I stab the sausages with my knife. Fat and juice ooze out. Crystal tries to take Oliver’s hand but he pulls away. He rips another page out of his book, crushes it in his fist, throws it on the flames.
“Lies,” he says.
“I know how hard it is,” I say.
“Do you?” says Oliver.
“Yes.”
“How can you know, you with your family, here safe in Northumberland?”
“My dad,” I say. “He’s a writer.”
“Your dad! Huh.”
He turns over the pages on the fire.
“Never mind. It is best that you do not know. You’re young. What’s the good of knowing?”
“Knowing what?”
He turns his face to the sky and groans.
“I should go on by myself,” he says. “What’s further north, Liam?”
“A few villages, a few castles, some ruins, lots of empty space, then Scotland, and more empty space.”
“So I could wander in the emptiness until I die. A true refugee, all alone, left over from a distant war.”
“Yes.”
“No!” whispers Crystal.
He shows us a knife is in his hand.
“See how it s
its there so naturally,” he says.
He spins it, catches it. He stabs the earth with it.
“See?” he says again.
“Yes.”
“Yes. It is at home in my hand, wherever I might be.”
He spins it again. He raises it high, as if he’s about to kill. Then he leans forward towards me. He presses his thumb against the knife blade.
“I am not what you think I am,” he says.
Then he’s silent. I turn the sausages with the knife. The sun is lower in the sky. It’ll soon be dusk. I lift out the sausages. I put them on bread. I pass a sandwich to Crystal and one to Oliver. He takes it. He eats. He rips more pages from his book. He throws them into the flames. He rips more pages, burns them, too.
“Lies,” he mutters. “Lies, lies.”
He stirs the fire. His eyes gleam as he stares into the gathering dark.
Crystal reaches out to him.
“Oliver!” she says.
He draws away. He laughs.
“Oliver? Who is Oliver?”
He sighs.
“Listen closely, children. I will tell you about the darkness at the heart of the world. My name is Henry Meadows. I am seventeen years old.”
17
He waits a moment. He laughs again.
“Yes. I am Henry Meadows. I am seventeen years old. You will ask, But why should I believe this thing and not the other thing?

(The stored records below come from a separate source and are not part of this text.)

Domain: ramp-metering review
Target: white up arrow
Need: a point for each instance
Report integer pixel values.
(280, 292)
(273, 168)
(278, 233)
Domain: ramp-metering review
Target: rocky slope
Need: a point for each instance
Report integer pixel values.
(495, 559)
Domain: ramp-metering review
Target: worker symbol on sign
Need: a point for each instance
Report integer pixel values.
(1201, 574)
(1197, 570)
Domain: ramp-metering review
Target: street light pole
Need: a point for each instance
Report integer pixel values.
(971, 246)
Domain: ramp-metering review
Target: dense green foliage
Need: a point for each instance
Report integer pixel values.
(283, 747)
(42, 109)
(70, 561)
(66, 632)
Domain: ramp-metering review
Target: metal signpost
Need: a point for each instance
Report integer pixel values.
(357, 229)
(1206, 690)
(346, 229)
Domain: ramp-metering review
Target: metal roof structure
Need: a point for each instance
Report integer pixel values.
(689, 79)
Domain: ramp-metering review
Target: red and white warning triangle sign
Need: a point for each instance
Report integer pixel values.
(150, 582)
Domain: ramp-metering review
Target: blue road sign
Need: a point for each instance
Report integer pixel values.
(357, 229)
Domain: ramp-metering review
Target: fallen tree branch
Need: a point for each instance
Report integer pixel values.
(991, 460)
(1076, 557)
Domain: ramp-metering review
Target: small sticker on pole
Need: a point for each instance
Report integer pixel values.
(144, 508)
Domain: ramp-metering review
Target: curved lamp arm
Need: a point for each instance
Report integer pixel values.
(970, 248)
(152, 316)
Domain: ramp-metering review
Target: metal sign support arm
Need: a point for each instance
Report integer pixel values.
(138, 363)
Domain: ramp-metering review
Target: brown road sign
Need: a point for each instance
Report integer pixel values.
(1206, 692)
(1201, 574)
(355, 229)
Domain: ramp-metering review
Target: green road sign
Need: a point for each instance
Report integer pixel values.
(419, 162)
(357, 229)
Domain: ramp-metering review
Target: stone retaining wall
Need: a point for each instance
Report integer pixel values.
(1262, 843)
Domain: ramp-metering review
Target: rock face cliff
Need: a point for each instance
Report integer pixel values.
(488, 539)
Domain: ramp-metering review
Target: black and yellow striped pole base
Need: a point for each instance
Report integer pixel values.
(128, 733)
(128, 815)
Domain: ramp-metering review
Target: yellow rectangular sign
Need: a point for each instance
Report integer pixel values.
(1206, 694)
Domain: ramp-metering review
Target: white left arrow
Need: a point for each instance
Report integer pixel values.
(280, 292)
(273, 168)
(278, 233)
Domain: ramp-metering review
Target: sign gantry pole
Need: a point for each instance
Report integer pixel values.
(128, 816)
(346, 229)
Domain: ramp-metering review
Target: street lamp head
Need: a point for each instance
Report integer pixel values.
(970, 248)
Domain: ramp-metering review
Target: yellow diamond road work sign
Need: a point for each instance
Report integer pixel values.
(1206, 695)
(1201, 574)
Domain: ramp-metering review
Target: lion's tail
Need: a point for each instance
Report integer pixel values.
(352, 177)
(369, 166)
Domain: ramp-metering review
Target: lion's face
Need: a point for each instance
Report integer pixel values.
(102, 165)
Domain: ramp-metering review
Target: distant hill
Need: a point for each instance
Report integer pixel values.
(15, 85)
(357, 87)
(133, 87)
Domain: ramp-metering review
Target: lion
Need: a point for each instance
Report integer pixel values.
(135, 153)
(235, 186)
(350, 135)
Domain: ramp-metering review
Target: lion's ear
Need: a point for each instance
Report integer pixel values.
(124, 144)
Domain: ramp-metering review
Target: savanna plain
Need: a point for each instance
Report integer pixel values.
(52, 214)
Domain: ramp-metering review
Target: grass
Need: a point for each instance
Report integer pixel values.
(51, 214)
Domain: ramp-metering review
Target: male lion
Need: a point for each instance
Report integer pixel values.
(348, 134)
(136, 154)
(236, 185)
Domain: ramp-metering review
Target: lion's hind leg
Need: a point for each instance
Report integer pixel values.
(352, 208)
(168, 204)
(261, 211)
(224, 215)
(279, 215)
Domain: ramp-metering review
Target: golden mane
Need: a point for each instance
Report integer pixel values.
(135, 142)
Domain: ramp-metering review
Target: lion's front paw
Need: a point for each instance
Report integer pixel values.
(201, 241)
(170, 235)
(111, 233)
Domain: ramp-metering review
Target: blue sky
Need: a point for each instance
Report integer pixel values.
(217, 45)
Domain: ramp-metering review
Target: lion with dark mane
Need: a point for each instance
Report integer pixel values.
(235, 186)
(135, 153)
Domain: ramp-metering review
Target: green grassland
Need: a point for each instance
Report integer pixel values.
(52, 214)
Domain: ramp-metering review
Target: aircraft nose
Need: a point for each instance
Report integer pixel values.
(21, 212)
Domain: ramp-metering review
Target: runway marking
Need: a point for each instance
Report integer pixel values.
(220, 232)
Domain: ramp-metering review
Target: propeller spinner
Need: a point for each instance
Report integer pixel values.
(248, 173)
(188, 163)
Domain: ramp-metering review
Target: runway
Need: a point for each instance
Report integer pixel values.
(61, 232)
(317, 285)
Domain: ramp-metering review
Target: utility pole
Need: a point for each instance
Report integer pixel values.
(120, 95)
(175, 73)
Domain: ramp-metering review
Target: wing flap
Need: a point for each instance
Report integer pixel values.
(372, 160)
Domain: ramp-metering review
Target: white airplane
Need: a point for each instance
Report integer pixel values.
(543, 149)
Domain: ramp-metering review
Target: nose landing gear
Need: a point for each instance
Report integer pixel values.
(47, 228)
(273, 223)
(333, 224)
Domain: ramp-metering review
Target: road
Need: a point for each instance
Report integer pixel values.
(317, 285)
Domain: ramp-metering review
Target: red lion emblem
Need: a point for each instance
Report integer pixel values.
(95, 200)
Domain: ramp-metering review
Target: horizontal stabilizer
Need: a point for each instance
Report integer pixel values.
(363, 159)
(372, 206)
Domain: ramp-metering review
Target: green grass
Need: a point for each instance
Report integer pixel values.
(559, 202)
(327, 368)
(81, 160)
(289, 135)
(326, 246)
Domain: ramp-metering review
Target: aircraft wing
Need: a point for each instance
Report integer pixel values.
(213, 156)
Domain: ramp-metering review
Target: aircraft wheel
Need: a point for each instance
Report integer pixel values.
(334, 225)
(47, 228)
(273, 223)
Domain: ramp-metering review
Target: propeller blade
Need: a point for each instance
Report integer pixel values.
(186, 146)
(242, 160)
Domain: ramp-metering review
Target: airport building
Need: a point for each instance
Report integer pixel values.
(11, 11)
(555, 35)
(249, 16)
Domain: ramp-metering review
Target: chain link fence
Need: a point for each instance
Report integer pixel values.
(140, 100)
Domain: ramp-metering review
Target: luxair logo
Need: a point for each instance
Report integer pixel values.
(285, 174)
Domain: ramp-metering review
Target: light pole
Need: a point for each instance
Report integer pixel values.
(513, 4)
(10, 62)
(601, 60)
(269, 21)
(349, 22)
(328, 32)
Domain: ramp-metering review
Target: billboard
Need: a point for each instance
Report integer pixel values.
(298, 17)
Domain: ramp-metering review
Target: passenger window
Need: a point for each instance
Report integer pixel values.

I don’t know why, except that this is true. So do not doubt these things. Look, I burn the lies so that what is left behind is truth. There are the ashes lying at our feet. Let me tell you about my childhood. Shall I do that? Yes? Then I remember being a boy, a pretty little ordinary boy named Henry. It was a different world, a different age. I remember my mother and my father and my sister and my brother a million miles and a million million years ago. What did we have? Nothing. A field. A hut. But I remember playing in the dust and being happy. I remember piling stones at the edge of the field while the hot sun beat down upon my back and my father sang in the field a hundred meters away. I remember my mother singing in the hut in the hot nights. I remember the skin of my young brother as we lay together sleeping. I remember the way he would kick and kick as he played football in his sleep. I remember my young sister clapping and chanting. I remember the way she would call my name. Hin-er-eee! Hin-er-eee! Hin-er-eee!”